Individual pitcher-batter matchups don’t begin to approach even the small sample sizes of one batter’s post-season performances, of course. By the time Abe Atter has faced A. P. Itcher a number of times large enough to qualify as "non-comical," both of them will have aged, made adjustments to their game, suffered game-changing injuries, re-thought their goals, etc. to render the previous body of at-bats less than relevant.
Few players accumulate enough at-bats in the World Series to begin to approach significant sample sizes, though this doesn’t stop yammerers from yammering about itsby-bitsy teeny-weeny sample sizes. There are a few, mostly New York Yankees of the 1950s and 1990s-2000s, who get enough appearances to be acclaimed as World Series performers, but often there’s a funny thing about even such sample sizes: they sometimes break down in surprising ways.
We’ve been talking, over in Reader Posts, about one such World Series star, Whitey Ford, and his spectacular performance in Series play from 1950 through the early 1960s. Through game 4 of the 1962 Series, Ford had pitched 118 innings with a 10-4 W-L record, and a 1.98 ERA. Stellar, right? In the first inning of game four of the 1962 Series, he was his usual stellar, spectacular self, allowing 0 runs against the powerful Giants’ lineup, lowering that 1.98 ERA just a tad—
But from that point on, Whitey Ford turned into Whitey Fraud:
Starting in inning 2 of game four, he stunk out the joint. His World Series record, after coming out to the mound to start the second inning, was 0-4 in his final 27 IP, and his ERA from that point through his last World Series in 1964 was a horrendous 6.00.
Wha’ hoppen?
Maybe his career was headed downhill, and his Series play simply followed suit?
Plainly not—two of his most intimidating seasons were in the period, 1963-64, that his World Series performance was so abysmal: he went 41-13 in those seasons.
It’s obvious (BJOL caveat: obvious to me) that he just experienced a regression to the mean, as the sample size of his innings pitched increased. Whitey Ford, in other words, just played more like Whitey Ford –and since he was playing above Whitey Ford-levels up to that point, he pitched his final 27 World Series innings, quite understandably, below that level.
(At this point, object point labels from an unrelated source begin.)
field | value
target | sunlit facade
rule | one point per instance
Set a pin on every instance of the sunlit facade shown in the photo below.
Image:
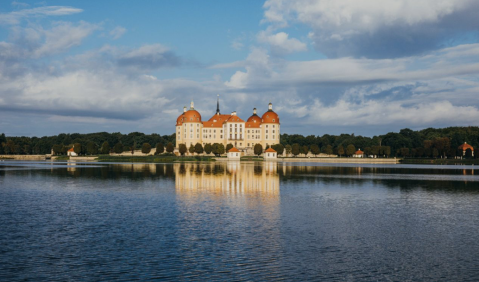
(228, 129)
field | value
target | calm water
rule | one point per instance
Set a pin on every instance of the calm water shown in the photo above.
(265, 221)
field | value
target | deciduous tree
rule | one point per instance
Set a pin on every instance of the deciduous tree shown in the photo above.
(350, 150)
(170, 148)
(105, 148)
(258, 149)
(208, 148)
(295, 149)
(182, 149)
(146, 148)
(159, 148)
(199, 148)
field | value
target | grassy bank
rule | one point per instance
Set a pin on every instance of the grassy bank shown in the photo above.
(152, 159)
(441, 161)
(251, 158)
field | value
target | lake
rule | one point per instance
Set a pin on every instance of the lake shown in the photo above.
(237, 221)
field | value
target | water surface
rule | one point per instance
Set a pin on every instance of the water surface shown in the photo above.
(238, 221)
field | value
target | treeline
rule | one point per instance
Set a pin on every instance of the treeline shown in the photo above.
(89, 143)
(426, 143)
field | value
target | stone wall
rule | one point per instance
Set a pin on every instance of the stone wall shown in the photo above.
(25, 157)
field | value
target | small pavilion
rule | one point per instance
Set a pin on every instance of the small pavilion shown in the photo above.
(233, 154)
(358, 154)
(270, 153)
(464, 148)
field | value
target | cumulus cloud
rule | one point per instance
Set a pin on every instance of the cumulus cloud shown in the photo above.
(15, 17)
(117, 32)
(280, 43)
(149, 57)
(376, 28)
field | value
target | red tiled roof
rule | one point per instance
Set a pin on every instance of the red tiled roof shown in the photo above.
(270, 117)
(235, 119)
(252, 124)
(465, 146)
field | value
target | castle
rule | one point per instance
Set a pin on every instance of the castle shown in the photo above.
(226, 129)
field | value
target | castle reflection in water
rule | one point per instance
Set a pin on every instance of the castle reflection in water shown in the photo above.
(233, 178)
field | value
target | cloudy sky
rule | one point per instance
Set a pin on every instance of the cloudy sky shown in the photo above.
(328, 66)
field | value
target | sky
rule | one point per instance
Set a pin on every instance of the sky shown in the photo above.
(328, 66)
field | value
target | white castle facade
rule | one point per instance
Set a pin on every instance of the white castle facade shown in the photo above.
(228, 129)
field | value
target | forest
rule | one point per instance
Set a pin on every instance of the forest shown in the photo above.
(426, 143)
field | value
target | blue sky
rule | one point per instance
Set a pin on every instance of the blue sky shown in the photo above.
(328, 66)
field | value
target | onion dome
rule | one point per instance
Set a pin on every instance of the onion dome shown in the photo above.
(190, 115)
(254, 118)
(465, 146)
(270, 116)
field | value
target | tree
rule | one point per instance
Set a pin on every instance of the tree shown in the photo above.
(118, 148)
(57, 149)
(258, 149)
(105, 148)
(315, 149)
(288, 149)
(295, 149)
(328, 150)
(182, 149)
(278, 148)
(350, 150)
(199, 148)
(208, 148)
(92, 148)
(159, 148)
(387, 151)
(145, 148)
(77, 148)
(218, 149)
(170, 148)
(367, 151)
(305, 150)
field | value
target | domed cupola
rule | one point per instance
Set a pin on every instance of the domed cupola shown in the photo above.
(270, 116)
(254, 118)
(191, 115)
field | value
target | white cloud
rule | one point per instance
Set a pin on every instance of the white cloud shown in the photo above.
(15, 17)
(117, 32)
(62, 37)
(280, 43)
(376, 28)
It sometimes works the other way, of course. When I was a kid, I was vaguely aware of Hank Bauer being in the pantheon of World Series stars, having hit 7 HRs in Series play, which is a ton, considering that most players never get 7 World Series at-bats. What I didn’t know was that in Bauer’s first five Series, he was a big bum:
In his first five World Series, 1949-1953, Bauer had 80 at-bats but a puny 13 hits, 11 of them singles, none of them HRs. That’s a .163 BA, rounding up. Bauer did all his damage in his final four Series, when he batted 108 more times and got 33 hits, including 7 HRs and 33 RBI. That’s a .306 average, and the power numbers are impressive if we multiply the at-bats by six to yield a full 648-AB season: that’s 42 HRs and a Hack Wilson-breaking 198 RBI. Pretty fair hitting.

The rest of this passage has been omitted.